I’m learning to slow down—it’s a work in progress.

Many people live this way, managing daily details. They don’t want to control everything; they just want to protect their futures and families. It’s a strange form of long-term care. Often invisible and mostly exhausting. But rooted in love and survival.

I still start packing a week early, check things twice, sometimes three times. I don’t rush like I used to, but the feeling is still there inside my head. That old sense that something might fall through if I’m not on top of it. It’s hard to shake when you’ve lived that way for most of your life.

The lyric “Ah, but I was so much older then, I’m younger than that now.” from Bob Dylan’s song “My Back Pages,” became my back pages—the older version of me.

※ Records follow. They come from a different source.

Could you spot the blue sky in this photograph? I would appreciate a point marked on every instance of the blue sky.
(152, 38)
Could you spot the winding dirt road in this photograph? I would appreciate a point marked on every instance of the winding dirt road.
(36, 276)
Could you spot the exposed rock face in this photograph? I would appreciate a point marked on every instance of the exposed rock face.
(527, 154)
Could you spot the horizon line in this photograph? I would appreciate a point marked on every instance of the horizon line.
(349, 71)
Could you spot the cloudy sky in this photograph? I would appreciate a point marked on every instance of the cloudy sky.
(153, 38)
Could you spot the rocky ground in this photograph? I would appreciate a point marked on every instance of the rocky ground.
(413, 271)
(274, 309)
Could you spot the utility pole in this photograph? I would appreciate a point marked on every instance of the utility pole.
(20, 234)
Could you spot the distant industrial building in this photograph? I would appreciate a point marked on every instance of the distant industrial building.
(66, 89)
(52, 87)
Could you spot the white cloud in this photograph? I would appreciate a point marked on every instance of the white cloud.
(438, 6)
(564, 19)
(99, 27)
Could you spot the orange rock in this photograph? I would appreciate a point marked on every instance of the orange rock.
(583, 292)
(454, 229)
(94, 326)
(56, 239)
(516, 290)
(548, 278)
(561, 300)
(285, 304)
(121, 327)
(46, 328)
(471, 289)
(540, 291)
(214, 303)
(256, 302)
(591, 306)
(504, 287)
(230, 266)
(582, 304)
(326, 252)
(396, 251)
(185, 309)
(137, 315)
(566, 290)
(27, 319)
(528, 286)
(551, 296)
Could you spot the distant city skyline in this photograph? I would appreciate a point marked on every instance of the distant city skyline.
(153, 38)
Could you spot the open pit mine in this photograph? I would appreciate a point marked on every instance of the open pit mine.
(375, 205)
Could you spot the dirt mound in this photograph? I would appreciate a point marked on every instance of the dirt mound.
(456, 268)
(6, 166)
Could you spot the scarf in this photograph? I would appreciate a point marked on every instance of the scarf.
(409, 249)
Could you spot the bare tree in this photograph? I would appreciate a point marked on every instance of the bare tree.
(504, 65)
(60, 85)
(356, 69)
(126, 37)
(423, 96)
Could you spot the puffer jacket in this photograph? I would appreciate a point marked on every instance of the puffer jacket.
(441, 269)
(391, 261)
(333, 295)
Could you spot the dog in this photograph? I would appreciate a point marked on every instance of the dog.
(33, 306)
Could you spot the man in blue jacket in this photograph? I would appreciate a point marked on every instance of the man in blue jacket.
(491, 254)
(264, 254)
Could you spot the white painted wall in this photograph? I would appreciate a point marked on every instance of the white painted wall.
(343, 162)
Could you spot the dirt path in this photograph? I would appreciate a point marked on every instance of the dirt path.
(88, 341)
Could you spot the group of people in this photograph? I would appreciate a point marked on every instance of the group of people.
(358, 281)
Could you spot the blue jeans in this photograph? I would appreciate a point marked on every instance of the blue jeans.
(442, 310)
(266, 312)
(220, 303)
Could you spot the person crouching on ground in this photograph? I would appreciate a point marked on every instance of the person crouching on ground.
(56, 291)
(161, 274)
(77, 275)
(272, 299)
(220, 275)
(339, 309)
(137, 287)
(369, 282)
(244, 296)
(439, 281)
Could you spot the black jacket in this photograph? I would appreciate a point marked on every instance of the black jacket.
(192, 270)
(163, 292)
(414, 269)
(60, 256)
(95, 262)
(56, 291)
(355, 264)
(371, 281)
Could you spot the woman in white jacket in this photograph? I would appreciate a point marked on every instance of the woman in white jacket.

My older self was obsessed with productivity and getting it all done.  I learned to let go of the pressure, the lists, the need to prove I could do it all.  Dylan wrote the words when he realized he used to think he knew everything. Then he saw how little he really knew. He loosened up, embraced uncertainty. Then he felt younger.   

That line stays with me. Back then, I thought I had to hold everything together. I was serious, determined, and always on alert. I planned ahead, took on too much, and didn’t know how to let go.

And what might Dylan think of Joanna Field? He might say, Yeah, she saw the trap too, unlearned the noise.  She walked out the side door, leaving the plans, the pressure, the push to matter, behind. She got younger, same as me.

Looking back, here’s what I’d tell my younger self:

  1. The To-Do List Trap. Split your list, “must-do” and “can-wait.” Do fewer things better. Don’t confuse useful with busy.
  2. Prepare Without Pressure. Prep early to stay calm. Trust it’s enough.
  3. Stay Connected. Reach out now and then—a short note, a kind word. No pressure. Small care, over time, builds lasting bonds.

I also try to do these things to help me stay focused on what matters. It’s impossible to clear your schedule—but you can shift your focus. Here is what I try to do:

  1. Let Go of One Thing. Cross one thing off your To-Do List. See if you can keep from doing it. That’s how you make room for things that matter more.
  2. Keep the Main Thing Visible. Stephen Covey is famous for, “The main thing is to keep the main thing the main thing.” Write it down. Put it where you’ll see it. This teaches you to know what matters most and protect it from distraction.

I used to be older in all the wrong ways—tense, overprepared, stretched too thin. Like Dyan, I now try to be younger where it counts—more open, present, and human.

Live to Matter

Slowing down showed me something. The big stuff fades. The small stuff stays. Not the plans, not the titles. Just who you are. I saw it clearly at my husband’s funeral. They didn’t talk about what he did—electrical contractor, served as vice president in his national organization, and was inducted into the academy, the highest honor a contractor can receive.

Instead, they talked about who he was. Calm under pressure, always rewarded good service with big tips, played SantaPa for the holidays. A man who listened more than he spoke. Who showed up when you needed help.

It reminded me that people don’t care how much you know until they know how much you care.  That was him. That’s what lingers.

I used to think I had to be ready for everything. Urgency kept me sharp and helped me get things done. But now I see it’s a habit. The world doesn’t fall apart when I pause. It keeps going.

I thought leaving a legacy was only for people who did big, important things. Now I think it’s made of small things. The way you listen. The way you show up. The things that seem like nothing—until they’re gone.

Joanna Field figured this out early. She stopped chasing happiness as if it were something to earn from going places and doing things. She paid attention to the in-between moments. She noticed her life instead of trying to solve it.

My going and doing, as Dylan said, “deceived me into thinking I had something to protect.” But, in the end, it’s not what we’ve done but who we’ve been. That’s the story that lasts.